Paulownia – Sylvie Bocqui

pawlonia

L’amour les avait quittés depuis longtemps, mais ils demeuraient ensemble. Pour les enfants, peut-être. Par habitude, sûrement. Par faiblesse aussi… Puis, chez lui un autre amour s’est fait jour, alors l’audace s’est dévoilée. Et il a volé vers la nouvelle adorée. Sa femme, elle, est restée figée. Anéantie. Effondrée. Désorientée. Stupéfaite. C’est sa vie qui s’écroule. C’est la sidération. Depuis le départ de son mari, tout est vide, sec, absurde. Même les mots, qu’ils partageaient, se sont fait la malle.
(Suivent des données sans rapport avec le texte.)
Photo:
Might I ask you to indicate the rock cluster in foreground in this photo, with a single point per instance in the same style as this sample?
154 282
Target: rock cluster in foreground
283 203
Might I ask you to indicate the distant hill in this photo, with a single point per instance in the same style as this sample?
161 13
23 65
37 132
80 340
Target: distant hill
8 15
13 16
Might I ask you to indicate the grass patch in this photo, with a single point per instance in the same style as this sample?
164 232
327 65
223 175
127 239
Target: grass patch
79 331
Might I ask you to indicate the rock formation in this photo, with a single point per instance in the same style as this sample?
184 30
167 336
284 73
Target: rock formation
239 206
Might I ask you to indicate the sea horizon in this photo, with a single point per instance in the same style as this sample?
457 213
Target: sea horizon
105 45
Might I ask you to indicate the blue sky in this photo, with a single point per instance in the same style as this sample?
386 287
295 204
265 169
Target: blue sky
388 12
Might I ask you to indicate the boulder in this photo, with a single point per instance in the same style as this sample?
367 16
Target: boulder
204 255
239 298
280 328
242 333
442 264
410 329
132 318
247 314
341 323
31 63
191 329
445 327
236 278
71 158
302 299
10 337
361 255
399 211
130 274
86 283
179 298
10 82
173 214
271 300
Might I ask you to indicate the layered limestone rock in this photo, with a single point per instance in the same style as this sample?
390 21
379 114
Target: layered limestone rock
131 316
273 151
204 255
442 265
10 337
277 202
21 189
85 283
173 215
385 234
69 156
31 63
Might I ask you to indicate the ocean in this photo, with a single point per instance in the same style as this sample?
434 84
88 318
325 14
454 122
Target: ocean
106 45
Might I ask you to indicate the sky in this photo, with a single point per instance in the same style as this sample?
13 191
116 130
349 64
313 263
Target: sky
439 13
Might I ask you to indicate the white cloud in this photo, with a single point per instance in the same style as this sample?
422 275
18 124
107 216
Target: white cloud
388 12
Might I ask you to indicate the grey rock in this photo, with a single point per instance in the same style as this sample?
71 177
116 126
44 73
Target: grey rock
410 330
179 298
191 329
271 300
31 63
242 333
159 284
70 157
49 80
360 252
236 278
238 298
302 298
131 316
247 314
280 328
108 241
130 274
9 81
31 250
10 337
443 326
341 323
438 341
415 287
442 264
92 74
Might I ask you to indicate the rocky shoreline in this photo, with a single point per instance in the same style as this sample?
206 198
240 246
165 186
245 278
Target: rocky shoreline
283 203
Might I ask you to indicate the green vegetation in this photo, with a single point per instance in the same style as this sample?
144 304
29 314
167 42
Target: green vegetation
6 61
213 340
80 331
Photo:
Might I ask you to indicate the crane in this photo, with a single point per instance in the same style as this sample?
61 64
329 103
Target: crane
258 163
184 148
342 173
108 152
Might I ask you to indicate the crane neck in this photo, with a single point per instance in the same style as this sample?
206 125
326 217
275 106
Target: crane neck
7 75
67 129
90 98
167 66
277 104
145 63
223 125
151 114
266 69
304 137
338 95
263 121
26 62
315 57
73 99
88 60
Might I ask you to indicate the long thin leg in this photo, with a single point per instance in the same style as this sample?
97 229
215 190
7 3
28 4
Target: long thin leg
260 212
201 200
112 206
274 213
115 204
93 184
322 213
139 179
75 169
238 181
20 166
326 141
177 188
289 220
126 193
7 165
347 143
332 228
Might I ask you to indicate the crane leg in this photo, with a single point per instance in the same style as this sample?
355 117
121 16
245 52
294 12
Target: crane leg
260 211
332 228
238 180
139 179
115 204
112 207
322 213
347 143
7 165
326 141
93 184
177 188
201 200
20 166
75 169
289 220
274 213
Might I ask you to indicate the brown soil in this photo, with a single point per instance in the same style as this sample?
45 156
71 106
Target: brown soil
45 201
Malgré cela, il lui faut bien avancer, faire semblant au moins, pour ses deux garçons, petits encore. Puis les gestes mécaniques, les postures, les mensonges du début s’estompent peu à peu. Avec le temps. Et le mouvement, plus libre, revient. Elle tente par tous les moyens de combler l’absence. Bouge, s’occupe. Avec les enfants. Sans eux. Les couleurs se ravivent, les mots perdus remontent à la surface, les sensations réapparaissent… le rouge d’une robe, la douceur des cheveux qu’on lâche dans le cou, la chaleur d’un thé, le vert d’un poireau, les silhouettes dansantes de ses garçons, le joli violet des paulownias… Elle flâne dans les rues librement, manque volontairement un train, observe les gens, imagine leur histoire… Enfin elle convoque les mots, les fait glisser sous sa plume. Enfin être à nouveau dans la vie. En plein dedans.
Un beau roman sensoriel, intense, sur la dévastation d’un amour perdu et la force réparatrice des mots.

« Je trouvais le grand calme en lovant des poignées de toi au creux de ma paume. À ta taille j’avais prise, et j’avais prise, aussi tendre et pétrissable prise, derrière ton épaule où le bras s’attache au dos, ce repli charnu qui renfermait l’odeur de terre noire de tes aisselles. Je pétrissais des bouts de toi faits pour mon enfance attardée, et je m’endormais dans l’oubli, aucune autre ne te dira jamais cela, la terre noire de tes aisselles. »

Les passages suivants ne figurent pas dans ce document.